The Los Angeles-set tale follows Ronnie, a man who runs a Disco Walking tour along with his browbeaten son, Brayden. When a sexy, alluring woman comes to take the tour, it begins a competition betw...
Some things just can’t be forgotten. Some things just can’t be unseen. Once you’ve watched “The Greasy Strangler,” it will continue to haunt your dreams. This film sets a new bar for deviant, depraved, shocking, bizarro cinema. If there’s ever been a film that I could definitively say is “not for everyone,” this is it. No, really folks: please heed my warnings.
Still reading this review, sicko? If so, this film should be right up your alley. In what I can only describe as an exceptionally filthy mash-up of Jared Hess meets John Waters, “The Greasy Strangler” tells the story of Big Ronnie (Michael St. Michaels) and his adult son Brayden (Sky Elobar). The duo lead a ridiculously awful disco walking tour for pathetic tourists in Los Angeles (one tour stop includes a doorway where “Kool from Kool and the Gang” once stood). When the men host the plump and pretty Janet (Elizabeth De Razzo) on one of their tours, the two begin to fight for her affections — and the murderous Greasy Strangler alter-ego is unleashed.

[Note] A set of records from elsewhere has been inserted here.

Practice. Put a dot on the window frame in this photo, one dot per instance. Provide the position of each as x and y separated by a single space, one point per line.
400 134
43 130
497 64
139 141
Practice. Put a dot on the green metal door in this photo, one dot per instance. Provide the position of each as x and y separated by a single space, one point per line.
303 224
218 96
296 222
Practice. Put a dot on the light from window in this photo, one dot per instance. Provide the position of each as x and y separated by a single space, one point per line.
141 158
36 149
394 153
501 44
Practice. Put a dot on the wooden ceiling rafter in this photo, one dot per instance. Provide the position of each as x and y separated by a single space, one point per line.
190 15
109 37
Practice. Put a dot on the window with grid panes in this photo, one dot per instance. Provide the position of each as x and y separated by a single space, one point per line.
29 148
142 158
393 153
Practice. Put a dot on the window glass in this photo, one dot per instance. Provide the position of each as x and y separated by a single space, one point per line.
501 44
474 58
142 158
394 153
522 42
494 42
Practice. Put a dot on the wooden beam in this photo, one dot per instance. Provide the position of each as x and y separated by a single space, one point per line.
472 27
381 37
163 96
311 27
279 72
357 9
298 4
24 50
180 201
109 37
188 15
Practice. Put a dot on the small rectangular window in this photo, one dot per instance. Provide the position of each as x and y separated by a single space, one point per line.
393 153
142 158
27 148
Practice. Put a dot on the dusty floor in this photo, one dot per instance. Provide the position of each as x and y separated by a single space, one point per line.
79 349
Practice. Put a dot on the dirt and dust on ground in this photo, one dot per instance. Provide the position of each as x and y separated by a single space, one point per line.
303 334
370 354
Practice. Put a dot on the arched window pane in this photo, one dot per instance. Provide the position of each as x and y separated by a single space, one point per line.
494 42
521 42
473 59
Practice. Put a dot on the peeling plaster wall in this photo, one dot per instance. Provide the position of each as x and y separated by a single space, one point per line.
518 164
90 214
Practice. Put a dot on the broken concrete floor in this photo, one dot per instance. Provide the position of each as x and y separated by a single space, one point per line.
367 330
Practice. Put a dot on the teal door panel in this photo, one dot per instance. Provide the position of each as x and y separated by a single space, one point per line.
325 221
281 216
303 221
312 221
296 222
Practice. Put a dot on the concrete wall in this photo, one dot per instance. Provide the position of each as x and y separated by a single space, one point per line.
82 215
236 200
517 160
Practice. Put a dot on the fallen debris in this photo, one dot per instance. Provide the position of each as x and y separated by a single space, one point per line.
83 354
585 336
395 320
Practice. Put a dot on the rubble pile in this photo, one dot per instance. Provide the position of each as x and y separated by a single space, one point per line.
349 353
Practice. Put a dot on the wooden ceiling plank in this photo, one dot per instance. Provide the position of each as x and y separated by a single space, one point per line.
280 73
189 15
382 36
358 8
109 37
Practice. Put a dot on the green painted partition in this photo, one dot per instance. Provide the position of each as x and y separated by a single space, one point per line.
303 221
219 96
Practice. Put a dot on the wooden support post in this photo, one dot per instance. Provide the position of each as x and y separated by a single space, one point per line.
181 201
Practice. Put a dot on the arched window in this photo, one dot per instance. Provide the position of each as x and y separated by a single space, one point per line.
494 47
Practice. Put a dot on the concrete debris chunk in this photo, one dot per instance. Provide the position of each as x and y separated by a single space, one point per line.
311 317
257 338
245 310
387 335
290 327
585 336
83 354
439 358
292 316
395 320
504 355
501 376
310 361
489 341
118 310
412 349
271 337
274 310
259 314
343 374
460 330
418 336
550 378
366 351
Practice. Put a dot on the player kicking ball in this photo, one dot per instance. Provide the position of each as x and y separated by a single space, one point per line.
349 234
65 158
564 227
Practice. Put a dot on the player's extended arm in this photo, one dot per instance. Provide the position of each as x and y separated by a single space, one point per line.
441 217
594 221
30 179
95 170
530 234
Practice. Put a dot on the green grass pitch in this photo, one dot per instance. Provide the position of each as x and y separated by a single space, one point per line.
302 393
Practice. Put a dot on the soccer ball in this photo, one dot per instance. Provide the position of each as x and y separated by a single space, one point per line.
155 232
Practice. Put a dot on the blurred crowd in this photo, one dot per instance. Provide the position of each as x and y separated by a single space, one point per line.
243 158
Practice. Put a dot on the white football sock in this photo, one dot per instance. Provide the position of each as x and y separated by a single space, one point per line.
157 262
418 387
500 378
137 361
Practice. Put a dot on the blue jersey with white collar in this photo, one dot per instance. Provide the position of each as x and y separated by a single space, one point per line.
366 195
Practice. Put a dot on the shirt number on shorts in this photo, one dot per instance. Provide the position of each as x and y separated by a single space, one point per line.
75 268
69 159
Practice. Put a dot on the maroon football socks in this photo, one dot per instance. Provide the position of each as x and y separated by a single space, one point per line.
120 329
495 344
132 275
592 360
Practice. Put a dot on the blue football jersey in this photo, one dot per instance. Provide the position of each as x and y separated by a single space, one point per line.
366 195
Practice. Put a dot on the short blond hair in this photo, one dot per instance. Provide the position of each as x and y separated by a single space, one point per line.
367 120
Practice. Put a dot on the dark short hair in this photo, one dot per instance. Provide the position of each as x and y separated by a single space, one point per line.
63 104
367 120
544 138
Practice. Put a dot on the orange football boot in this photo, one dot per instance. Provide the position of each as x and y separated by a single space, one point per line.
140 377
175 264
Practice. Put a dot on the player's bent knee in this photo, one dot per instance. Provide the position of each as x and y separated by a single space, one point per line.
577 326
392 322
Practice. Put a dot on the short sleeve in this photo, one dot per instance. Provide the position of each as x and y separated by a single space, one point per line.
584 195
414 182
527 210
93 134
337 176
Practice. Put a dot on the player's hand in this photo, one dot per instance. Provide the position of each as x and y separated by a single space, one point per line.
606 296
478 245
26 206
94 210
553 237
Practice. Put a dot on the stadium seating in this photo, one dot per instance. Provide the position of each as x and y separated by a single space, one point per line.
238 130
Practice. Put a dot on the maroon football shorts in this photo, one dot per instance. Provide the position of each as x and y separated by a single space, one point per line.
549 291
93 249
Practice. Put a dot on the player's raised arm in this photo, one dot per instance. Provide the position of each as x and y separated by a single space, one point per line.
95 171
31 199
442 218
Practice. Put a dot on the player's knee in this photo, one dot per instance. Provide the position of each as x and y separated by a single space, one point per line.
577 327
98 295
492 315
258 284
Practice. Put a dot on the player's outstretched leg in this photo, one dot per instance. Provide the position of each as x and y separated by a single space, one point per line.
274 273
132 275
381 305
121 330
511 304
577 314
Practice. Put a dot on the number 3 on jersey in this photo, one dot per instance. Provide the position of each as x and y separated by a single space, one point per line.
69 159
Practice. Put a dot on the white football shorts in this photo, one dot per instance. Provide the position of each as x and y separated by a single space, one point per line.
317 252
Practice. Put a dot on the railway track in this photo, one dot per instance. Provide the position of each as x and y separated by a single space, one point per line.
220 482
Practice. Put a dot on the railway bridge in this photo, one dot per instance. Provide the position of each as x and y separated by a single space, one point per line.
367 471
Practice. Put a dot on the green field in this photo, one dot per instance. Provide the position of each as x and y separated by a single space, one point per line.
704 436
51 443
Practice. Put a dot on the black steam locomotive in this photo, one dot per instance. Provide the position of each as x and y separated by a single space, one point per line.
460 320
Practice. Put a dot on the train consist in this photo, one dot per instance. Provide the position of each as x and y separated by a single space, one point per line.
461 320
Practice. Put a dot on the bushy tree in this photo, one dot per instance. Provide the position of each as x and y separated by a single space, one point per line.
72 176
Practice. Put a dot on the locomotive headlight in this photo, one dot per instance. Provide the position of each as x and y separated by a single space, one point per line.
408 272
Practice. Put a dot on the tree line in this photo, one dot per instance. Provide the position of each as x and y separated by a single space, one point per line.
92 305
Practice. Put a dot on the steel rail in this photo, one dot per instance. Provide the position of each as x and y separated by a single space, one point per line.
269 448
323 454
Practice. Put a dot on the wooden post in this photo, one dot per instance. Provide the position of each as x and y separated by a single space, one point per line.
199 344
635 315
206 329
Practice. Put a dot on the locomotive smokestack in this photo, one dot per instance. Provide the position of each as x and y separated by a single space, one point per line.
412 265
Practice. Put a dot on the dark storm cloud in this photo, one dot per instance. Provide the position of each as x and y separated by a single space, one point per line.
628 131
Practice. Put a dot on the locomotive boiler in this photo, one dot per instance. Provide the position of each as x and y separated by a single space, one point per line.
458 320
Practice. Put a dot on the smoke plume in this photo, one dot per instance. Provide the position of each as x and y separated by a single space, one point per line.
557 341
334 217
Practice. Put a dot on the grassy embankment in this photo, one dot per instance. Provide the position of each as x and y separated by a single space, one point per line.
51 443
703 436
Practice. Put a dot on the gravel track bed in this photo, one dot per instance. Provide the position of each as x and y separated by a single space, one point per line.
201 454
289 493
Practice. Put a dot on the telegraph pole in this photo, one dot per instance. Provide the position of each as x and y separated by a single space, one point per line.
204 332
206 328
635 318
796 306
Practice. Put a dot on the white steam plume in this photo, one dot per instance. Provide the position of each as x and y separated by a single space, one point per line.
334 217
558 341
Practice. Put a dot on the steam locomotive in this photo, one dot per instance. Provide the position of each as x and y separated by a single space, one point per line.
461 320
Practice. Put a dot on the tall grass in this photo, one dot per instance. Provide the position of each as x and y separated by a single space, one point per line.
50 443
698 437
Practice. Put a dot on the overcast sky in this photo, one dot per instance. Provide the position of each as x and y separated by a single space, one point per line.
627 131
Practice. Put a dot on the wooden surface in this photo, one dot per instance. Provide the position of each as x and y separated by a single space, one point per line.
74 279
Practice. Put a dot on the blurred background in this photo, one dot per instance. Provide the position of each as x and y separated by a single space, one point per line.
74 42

This homage to great B-movies explores the mother of all daddy issues in the most reprehensible and repellent ways possible. There’s plenty to make even those with the most sturdy of sensibilities wince (think “Pink Flamingos,” “Mondo Trasho,” and “Multiple Maniacs” taken to the extreme). The film is unrated and filled with oddball nudity (fake penises are showcased for a quite hysterical comedic effect), explicit sex, bloody violence, and strange cussing. Oh, and there’s plenty of vomit-inducing grease eating too.
The movie starts off strong and is genuinely quirky and downright hilarious. There’s the deadpan dialogue delivery from the actors, who are purposely giving really, really bad readings (that’s the very core idea behind camp, and this film does it correctly in every way possible). The costumes are simple but played for laughs (matching pink vintage sweaters, tight underwear punctuated with bulging beer bellies, and a revealing disco suit for Big Ronnie that will have you in stitches). The original score is straightforward, uncomplicated and repetitive, but it’s the ideal match for the content (and it’s been stuck in my head for days). The absurdist humor works too: the repetition goes from funny to annoying and back to funny again in both the dialogue and offbeat situations.
Director and co-writer Jim Hosking has created a blazingly original work of art with memorable (dare I say even lovable) characters. How unfortunate it is that the film eventually devolves into a crude, shocking affair with lots of gross-out situations presented simply for the joy of shock schlock. This movie is both great but also awful, a contradiction in its own right.
Much like the characters in the film, my mind was blown by this nearly indescribable movie. You’ve never seen anything like this, guaranteed. “The Greasy Strangler” is instantly quotable (“Hootie! Tootie! Disco! Cutie!“), abnormally gross, completely filthy, unconditionally weird, and impossible to forget. I could see this becoming a true cult classic, and it should have very long legs on the midnight film circuit for years to come.